Guckst du hier: http://home.eunet.no/~pnordahl/ntpasswd/
und hier: http://www.petri.co.il/forgot_administrator_password.htm

Aber GENAU durchlesen! =)


----------



## Ivoo (25. November 2004)

Hey Danke
 War mir ne große Hilfe

 Hast du auch eine Ahnung wie man das Passwort selber zurückrechnen kann? Würd mich jez mal so interessieren. Mein Lehrer meinte irgendwas mit sonem algorithmus!?

 Ivo


----------



## Night Vision Worker (26. November 2004)

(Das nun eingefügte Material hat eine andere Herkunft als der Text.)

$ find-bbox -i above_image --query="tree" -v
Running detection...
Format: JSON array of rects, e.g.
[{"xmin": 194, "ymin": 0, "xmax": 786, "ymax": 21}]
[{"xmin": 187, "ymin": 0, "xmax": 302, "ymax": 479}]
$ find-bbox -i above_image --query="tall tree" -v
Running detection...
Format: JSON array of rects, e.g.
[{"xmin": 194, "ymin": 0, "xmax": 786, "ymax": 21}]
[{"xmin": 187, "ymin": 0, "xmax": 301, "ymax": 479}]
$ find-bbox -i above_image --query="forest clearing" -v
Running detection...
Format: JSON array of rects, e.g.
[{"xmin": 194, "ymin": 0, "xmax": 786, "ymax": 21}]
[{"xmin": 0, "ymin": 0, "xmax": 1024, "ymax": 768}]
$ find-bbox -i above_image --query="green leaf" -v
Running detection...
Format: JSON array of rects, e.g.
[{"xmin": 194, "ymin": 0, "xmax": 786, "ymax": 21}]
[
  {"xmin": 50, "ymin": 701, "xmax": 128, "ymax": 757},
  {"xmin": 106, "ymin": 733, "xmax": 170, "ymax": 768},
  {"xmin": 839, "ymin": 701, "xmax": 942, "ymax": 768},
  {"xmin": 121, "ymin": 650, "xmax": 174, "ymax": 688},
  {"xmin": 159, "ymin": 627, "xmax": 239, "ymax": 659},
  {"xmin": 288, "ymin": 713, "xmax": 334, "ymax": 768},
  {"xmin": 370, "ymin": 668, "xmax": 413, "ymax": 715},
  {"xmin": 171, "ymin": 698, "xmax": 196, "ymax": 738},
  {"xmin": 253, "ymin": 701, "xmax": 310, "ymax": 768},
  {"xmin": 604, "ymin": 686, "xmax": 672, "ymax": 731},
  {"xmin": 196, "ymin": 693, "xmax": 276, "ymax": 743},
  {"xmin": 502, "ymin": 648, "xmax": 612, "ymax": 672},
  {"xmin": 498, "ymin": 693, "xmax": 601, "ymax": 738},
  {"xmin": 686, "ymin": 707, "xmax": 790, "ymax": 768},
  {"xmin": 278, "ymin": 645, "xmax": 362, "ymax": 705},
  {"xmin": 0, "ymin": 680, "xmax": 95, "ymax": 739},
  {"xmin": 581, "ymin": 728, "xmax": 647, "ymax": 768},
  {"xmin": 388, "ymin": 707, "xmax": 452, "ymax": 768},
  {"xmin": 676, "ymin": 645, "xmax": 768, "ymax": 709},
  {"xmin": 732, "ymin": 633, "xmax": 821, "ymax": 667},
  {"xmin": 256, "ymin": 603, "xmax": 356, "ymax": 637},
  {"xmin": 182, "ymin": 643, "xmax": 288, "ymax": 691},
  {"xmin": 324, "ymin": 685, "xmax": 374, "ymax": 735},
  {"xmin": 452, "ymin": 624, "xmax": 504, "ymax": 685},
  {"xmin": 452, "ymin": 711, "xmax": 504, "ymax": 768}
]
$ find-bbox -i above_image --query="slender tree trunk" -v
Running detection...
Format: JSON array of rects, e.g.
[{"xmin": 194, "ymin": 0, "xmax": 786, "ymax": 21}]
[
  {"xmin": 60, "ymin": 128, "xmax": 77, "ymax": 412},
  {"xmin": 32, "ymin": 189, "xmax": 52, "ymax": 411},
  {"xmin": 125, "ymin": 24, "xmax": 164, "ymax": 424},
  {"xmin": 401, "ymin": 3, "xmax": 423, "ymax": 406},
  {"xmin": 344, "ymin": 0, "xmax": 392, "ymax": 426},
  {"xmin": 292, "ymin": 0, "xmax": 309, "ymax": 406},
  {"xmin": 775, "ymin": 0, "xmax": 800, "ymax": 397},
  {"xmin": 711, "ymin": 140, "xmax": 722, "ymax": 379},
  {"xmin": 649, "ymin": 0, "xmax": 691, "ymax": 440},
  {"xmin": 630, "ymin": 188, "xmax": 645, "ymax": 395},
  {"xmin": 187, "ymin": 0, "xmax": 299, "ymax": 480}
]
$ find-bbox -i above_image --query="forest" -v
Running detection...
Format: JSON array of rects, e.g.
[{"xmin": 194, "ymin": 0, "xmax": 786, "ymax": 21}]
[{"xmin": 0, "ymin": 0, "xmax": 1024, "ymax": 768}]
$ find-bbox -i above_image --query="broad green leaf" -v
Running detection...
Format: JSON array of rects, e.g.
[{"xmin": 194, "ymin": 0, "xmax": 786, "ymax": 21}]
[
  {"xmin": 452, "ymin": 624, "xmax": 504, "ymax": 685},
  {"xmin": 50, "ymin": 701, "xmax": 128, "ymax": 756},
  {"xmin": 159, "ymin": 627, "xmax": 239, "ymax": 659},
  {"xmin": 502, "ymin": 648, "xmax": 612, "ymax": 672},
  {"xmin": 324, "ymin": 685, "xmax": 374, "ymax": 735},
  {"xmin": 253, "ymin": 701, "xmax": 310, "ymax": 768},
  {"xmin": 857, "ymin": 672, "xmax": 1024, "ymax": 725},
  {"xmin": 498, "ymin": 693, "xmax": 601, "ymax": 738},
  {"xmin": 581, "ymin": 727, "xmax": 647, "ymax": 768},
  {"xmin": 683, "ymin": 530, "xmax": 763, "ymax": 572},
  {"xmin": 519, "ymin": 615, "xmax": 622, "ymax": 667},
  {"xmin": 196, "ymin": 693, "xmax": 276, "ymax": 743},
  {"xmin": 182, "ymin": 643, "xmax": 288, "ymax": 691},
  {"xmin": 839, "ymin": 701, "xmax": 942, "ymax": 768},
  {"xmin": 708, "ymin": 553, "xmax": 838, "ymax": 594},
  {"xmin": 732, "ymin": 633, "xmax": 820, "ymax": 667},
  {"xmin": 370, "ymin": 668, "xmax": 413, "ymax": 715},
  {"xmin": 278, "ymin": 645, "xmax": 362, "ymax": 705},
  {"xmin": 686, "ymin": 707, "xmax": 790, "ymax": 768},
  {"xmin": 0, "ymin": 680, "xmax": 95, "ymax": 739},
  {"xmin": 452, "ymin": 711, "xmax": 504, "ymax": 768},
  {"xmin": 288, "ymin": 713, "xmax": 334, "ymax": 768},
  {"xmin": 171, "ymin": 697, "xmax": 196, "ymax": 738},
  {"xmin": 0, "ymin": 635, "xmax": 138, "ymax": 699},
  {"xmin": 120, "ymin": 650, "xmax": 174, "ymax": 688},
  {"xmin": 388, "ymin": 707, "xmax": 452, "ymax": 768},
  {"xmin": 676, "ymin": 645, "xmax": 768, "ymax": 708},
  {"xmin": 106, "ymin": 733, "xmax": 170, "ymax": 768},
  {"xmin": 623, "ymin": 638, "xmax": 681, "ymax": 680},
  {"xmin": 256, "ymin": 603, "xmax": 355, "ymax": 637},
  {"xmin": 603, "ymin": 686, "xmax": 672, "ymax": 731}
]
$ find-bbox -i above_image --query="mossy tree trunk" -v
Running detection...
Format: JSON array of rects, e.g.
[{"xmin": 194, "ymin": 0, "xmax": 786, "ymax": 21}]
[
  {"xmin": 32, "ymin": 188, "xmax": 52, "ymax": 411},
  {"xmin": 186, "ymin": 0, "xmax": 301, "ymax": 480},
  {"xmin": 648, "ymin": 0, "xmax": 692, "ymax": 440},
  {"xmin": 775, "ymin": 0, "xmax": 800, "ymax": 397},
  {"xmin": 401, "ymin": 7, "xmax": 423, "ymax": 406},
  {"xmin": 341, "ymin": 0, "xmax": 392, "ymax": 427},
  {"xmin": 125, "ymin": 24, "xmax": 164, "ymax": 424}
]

Freut micht, dass es dir geholfen hat!

Wie man das PWD zurückrechnet weiß ich nicht, aber Onkel google weiß es bestimmt! ..und wenns um Algorithmen geht musst du die Programmierer hier aufsuchen!


----------



## funnytommy (28. November 2004)

Warum zurückrechnen warum nicht einfac ein neues definieren und das alte überschreiben lassen
Probiers mal mit dem CIA-Commander, mit dem im Dos booten und dann das Passwort einfach überschreiben


----------



## F_P_aus_K (28. November 2004)

Wenn das wirklich so einfach geht, was ich jetzt noch nicht ausprobiert habe, wo bleibt denn da noch die Sicherheit Oder werden die Daten für den jeiweiligen Benuzer unlesbar?


----------



## funnytommy (28. November 2004)

Also der CIA-Commander funktioniert folgerndermaßen:
Startdiskette erstellen, einschieben, pc neu starten, pc lädt den CIA-Commander (Dos-Prog) man wählt das laufwerk dann den Installationsordern z.b.: C:\Windos\ und dann erscheinen auf dem Bildschrim die Benutzerkonten und es wird angezeigt ob das Konto passwortgeschützt ist, dann wählt man das Passwortgeschützte Konto aus und wählt "Passwort überschreiben" und dann gibt man einfach ein neues Passwort ein, startet den pc neu und kann sich mit dem geänderten passwort anmelden, nichts wird geändert nur das Passwort!

mfg tom


----------



## Ivoo (29. November 2004)

@tommy: Nicht schlecht Das geht ja einfach. Aber mal auf meine wirkliche Frage zurückzukommen: Kann man das Passwort auch ohne irgendwein Programm herausbekommen?

 Gruß Ivo


----------



## xCondoRx (30. November 2004)

Durch ausprobieren .. Ansonsten nein!


----------



## funnytommy (30. November 2004)

Hast du gemeint du setzt dich mit deinem Taschenrechner hin und rechnest nach einem Schema die Passowrt Hashes wieder zurück So einfach ists dann hald auch nicht, und wenn das ausrechnen so einfach wäre dann könnte man da gleich ein Programm schreiben! Solche Programme gibts ja auch aber die gehen nach der Brute Force Methode, d. h. sie probieren alles durch...da kann man leider nicht durch logische Rechenoperationen draufkommen...leider...nein nicht leider sondern Gott sie Dank!


----------